Quando Silvana iniciou suas entrevistas e a pesquisa de campo para entender como a população explicava, os moradores muitas vezes relacionavam a doença a uma figura do passado, um homem conhecido como “Velho Maximiano”.
“Na época, diziam que a causa era uma sífilis hereditária que vinha do Maximiano, um homem da família da gente, um velho raparigueiro [mulherengo]”, conta o agricultor Manoel Firmino, que é pai de Rejane, uma das pacientes com Spoan na cidade.
A sífilis não tinha qualquer relação com a síndrome Spoan, mas a ideia que os moradores repetiam possuía, sim, uma explicação histórica.
“Antigamente, a sífilis não tinha tratamento, e quem pegava podia inclusive ter perda motora e parar de andar. Então essa ideia de que a sífilis poderia estar causando essa doença. Não é uma ideia completamente sem sentido – embora não tenha relação com a Spoan, ela tem uma origem na história da ciência também”, diz Silvana.
Recomeço
As pesquisadoras confirmam a descrição de Maria Inês de Queiroz, mãe de dois homens com Síndrome Spoan, Marcos e Francisco, sobre a vida há algumas décadas.
Famílias que não tinham condições de buscar por cadeiras de rodas em cidades mais urbanizadas, como Natal, não tinham outra opção senão manter os parentes com a síndrome em uma cama ou no chão.
Como a Spoan causa atrofias musculares e deformidades no corpo, em alguns casos, não havia posição que acomodasse as pessoas com deficiências mais severas em um sofá ou cadeira.
Desde a descoberta, não houve avanços significativos sobre uma cura ou estabilização da Spoan.
“A falta de investimento em pesquisas sobre o tema dificulta as descobertas”, avalia Silvana, que reforça a existência de doenças ainda desconhecidas no sertão nordestino.
Mas o acompanhamento dos que possuem a síndrome possibilitou alguns avanços para as comunidades do Alto Oeste Potiguar.

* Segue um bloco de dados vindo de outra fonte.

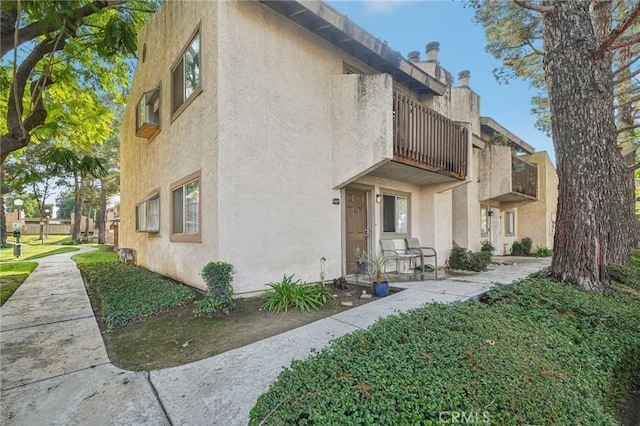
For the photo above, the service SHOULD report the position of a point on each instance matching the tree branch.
(626, 41)
(626, 77)
(627, 128)
(40, 28)
(18, 131)
(536, 8)
(610, 42)
(630, 101)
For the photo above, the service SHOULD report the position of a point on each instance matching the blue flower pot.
(381, 289)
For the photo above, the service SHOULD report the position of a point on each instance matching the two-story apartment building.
(284, 139)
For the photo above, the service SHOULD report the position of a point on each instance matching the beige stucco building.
(284, 139)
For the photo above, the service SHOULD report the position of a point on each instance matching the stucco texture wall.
(535, 219)
(186, 143)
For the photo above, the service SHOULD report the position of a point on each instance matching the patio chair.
(413, 246)
(389, 249)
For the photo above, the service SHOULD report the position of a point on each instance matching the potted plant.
(376, 264)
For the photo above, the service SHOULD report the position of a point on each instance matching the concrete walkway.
(55, 370)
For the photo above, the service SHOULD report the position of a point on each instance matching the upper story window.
(148, 214)
(185, 76)
(185, 198)
(395, 213)
(510, 223)
(148, 114)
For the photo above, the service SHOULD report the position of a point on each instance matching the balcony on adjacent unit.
(505, 177)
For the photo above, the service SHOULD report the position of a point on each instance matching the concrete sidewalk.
(55, 369)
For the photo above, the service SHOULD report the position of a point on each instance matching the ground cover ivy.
(535, 352)
(129, 292)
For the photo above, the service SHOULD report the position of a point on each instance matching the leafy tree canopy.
(58, 59)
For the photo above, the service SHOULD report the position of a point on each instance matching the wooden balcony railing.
(524, 177)
(426, 139)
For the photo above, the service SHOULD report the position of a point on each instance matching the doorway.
(356, 227)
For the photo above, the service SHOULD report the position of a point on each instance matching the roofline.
(497, 127)
(324, 21)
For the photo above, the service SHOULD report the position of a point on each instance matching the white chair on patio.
(413, 246)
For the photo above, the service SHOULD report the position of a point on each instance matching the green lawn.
(11, 276)
(534, 352)
(33, 248)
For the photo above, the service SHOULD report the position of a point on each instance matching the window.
(148, 114)
(148, 214)
(484, 221)
(510, 223)
(395, 214)
(185, 76)
(185, 196)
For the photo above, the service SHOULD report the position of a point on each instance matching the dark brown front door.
(356, 227)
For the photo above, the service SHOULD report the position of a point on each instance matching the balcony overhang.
(512, 198)
(399, 171)
(489, 126)
(321, 19)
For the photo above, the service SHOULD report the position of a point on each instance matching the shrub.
(487, 246)
(466, 260)
(296, 294)
(543, 252)
(128, 292)
(541, 353)
(521, 248)
(219, 295)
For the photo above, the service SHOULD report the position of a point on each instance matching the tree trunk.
(580, 92)
(79, 201)
(101, 216)
(3, 216)
(86, 223)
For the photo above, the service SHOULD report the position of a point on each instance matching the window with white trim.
(484, 221)
(148, 214)
(185, 76)
(185, 197)
(395, 214)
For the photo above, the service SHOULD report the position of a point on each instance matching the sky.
(408, 25)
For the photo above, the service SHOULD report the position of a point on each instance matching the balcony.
(506, 178)
(428, 140)
(380, 131)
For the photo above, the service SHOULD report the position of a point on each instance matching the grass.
(32, 248)
(11, 276)
(535, 352)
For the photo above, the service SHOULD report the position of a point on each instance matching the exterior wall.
(364, 140)
(535, 220)
(186, 143)
(276, 133)
(430, 215)
(494, 171)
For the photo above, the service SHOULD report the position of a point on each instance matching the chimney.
(463, 78)
(432, 51)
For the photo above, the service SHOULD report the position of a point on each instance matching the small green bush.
(543, 252)
(540, 353)
(487, 246)
(521, 248)
(466, 260)
(219, 296)
(298, 294)
(129, 293)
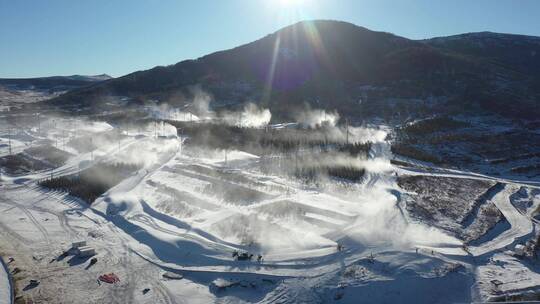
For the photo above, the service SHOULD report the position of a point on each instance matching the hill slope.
(341, 66)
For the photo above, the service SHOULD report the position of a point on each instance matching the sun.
(290, 3)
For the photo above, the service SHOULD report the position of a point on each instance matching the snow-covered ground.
(5, 285)
(185, 213)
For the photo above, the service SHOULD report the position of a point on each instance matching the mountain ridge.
(327, 63)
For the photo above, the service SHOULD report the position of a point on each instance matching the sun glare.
(290, 3)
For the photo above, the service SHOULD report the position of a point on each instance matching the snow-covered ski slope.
(187, 212)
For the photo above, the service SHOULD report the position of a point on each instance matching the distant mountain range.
(359, 72)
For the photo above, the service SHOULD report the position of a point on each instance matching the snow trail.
(520, 224)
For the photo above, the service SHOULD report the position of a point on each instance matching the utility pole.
(347, 130)
(9, 139)
(92, 151)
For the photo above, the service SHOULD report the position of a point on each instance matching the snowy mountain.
(335, 64)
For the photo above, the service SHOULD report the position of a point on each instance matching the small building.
(85, 251)
(519, 250)
(78, 244)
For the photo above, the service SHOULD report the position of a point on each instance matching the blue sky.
(53, 37)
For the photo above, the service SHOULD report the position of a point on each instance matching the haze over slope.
(350, 68)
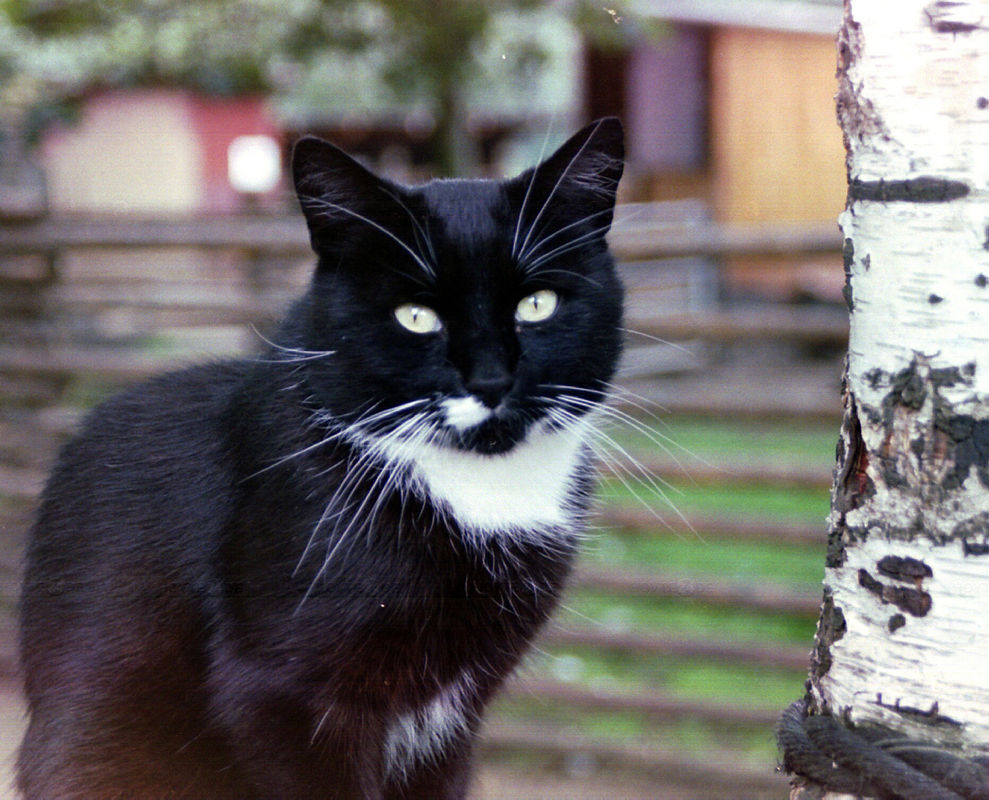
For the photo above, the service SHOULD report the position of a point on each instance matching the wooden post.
(902, 638)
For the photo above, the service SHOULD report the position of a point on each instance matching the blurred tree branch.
(427, 50)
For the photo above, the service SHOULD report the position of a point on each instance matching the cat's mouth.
(474, 426)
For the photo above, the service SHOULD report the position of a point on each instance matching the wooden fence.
(87, 305)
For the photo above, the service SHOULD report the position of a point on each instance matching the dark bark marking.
(848, 257)
(904, 568)
(975, 548)
(949, 26)
(931, 716)
(937, 14)
(915, 602)
(970, 439)
(870, 584)
(853, 484)
(830, 628)
(925, 189)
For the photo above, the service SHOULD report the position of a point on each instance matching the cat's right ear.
(334, 189)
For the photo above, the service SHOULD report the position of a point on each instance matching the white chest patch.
(417, 736)
(526, 489)
(465, 412)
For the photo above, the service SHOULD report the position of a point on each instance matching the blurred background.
(146, 221)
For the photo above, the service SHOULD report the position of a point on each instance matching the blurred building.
(159, 150)
(734, 106)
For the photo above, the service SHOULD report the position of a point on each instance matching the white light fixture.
(254, 164)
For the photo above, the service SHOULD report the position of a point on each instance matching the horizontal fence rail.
(62, 325)
(288, 235)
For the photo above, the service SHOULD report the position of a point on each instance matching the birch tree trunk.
(903, 638)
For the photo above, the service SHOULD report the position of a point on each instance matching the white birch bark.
(903, 638)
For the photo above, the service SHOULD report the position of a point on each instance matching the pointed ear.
(335, 191)
(578, 181)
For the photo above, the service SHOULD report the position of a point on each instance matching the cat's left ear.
(336, 192)
(580, 179)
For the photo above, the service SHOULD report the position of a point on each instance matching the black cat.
(304, 575)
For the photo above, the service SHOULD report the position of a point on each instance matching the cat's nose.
(490, 385)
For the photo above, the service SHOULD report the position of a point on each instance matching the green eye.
(537, 307)
(418, 319)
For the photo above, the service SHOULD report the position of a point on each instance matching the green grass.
(671, 548)
(791, 504)
(690, 554)
(697, 440)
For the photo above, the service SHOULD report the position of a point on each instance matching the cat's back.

A primeira delas, lembra Rejane, era o modo como as pessoas tratam os que possuíam a síndrome. “Antigamente os mais velhos chamavam de aleijado. Nem deficiente era.”
Hoje, o termo pejorativo ficou para trás. Em vez dele, é explicado que eles “têm Spoan” – ou, como Silvana prefere, são os “spoanzinhos”.
A chegada das cadeiras de roda contribuiu não só para a independência de quem tem Spoan, mas também para impedir que o corpo fique curvado e as deformações se tornem muito severas.
Com avanços na tecnologia e nas pesquisas de Claudia no campo da terapia ocupacional, já foi possível dar uma versão motorizada da cadeira para vários pacientes.